La commissaire a conclu que les plaintes étaient fondées. Nous avons recommandé que la banque n'enquête pas sur l'admissibilité au crédit d'un particulier à moins que celui-ci fasse une demande de crédit.
Nous avons reconnu que les banques ont l'obligation de réduire le risque de fraude et avons recommandé qu'elles mettent en place une procédure permettant aux particuliers qui désirent ouvrir un compte de dépôt personnel sans faire l'objet d'une vérification de crédit de le faire en acceptant des conditions visant à réduire les risques, comme une période de retenue des chèques déposés.
Je viens de simplifier grandement une question fort complexe, mais je voulais vous parler de ces plaintes parce que nos conclusions ont permis d'établir le principe selon lequel les particuliers peuvent ouvrir des comptes « ordinaires » en fournissant un nombre minimal de renseignements personnels.
Nous avons également fait enquête sur des plaintes concernant des banques qui enregistraient les conversations téléphoniques qu'elles avaient avec leurs clients. Il s'agit là d'une pratique répandue dans de nombreux organismes.
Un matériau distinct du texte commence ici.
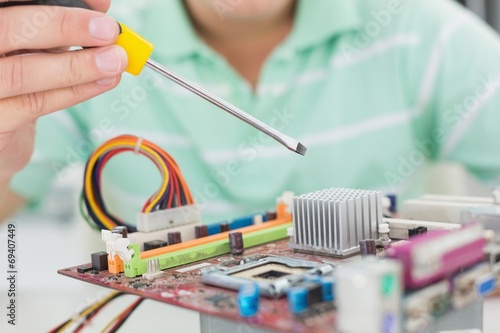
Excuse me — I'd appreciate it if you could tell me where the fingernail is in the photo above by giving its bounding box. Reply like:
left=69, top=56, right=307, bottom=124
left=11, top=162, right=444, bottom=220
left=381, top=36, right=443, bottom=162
left=89, top=16, right=118, bottom=41
left=95, top=46, right=124, bottom=73
left=97, top=77, right=116, bottom=86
Nous avons rejeté la position adoptée par une banque, soit qu'une seule partie devait consentir aux appels enregistrés, dans le cas présent, l'agent du service à la clientèle de la banque. Nous sommes d'avis qu'il est approprié d'enregistrer les renseignements échangés dans le cadre d'une conversation d'affaires, à la fois pour protéger l'organisme et le particulier. Toutefois, il faut tenir compte des attentes raisonnables du client et la plupart des personnes souhaitent savoir au préalable que leur appel sera enregistré.
Dans ces cas, les banques ne répondaient vraiment pas à ces attentes et n'avaient pas obtenu le consentement du particulier pour enregistrer les appels, ce qui contrevient au principe du consentement de la LPRPDE.
Afin d'aider les organismes à se conformer à la loi, le Commissariat a élaboré des lignes directrices sur les « pratiques exemplaires » visant l'enregistrement des appels téléphoniques de clients. Pour l'essentiel, ces lignes directrices précisent que les conversations ne devraient pas être enregistrées à moins que ce soit à des fins qu'une personne raisonnable jugerait appropriées dans les circonstances et que le client doit être informé de ces fins et y consentir, sauf dans des certains cas d'exception où le consentement n'est pas requis, avant le début de l'enregistrement. Nous recommandons également d'offrir aux clients une solution de rechange, soit de se rendre à un point de service, d'envoyer une lettre ou de procéder à la transaction par l'Internet.
Les banques concernées appliquent maintenant les lignes directrices du Commissariat. J'ai choisi ces deux exemples parce qu'ils illustrent comment nous avons eu recours à la LPRPDE pour convaincre les banques de changer leurs pratiques afin de mieux protéger les renseignements personnels.
En terminant, j'aimerais remercier les membres du Comité pour nous avoir donné l'occasion de comparaître. Je vous remercie de nous avoir consacré votre temps aujourd'hui.
J'aurais le plaisir de répondre à vos questions.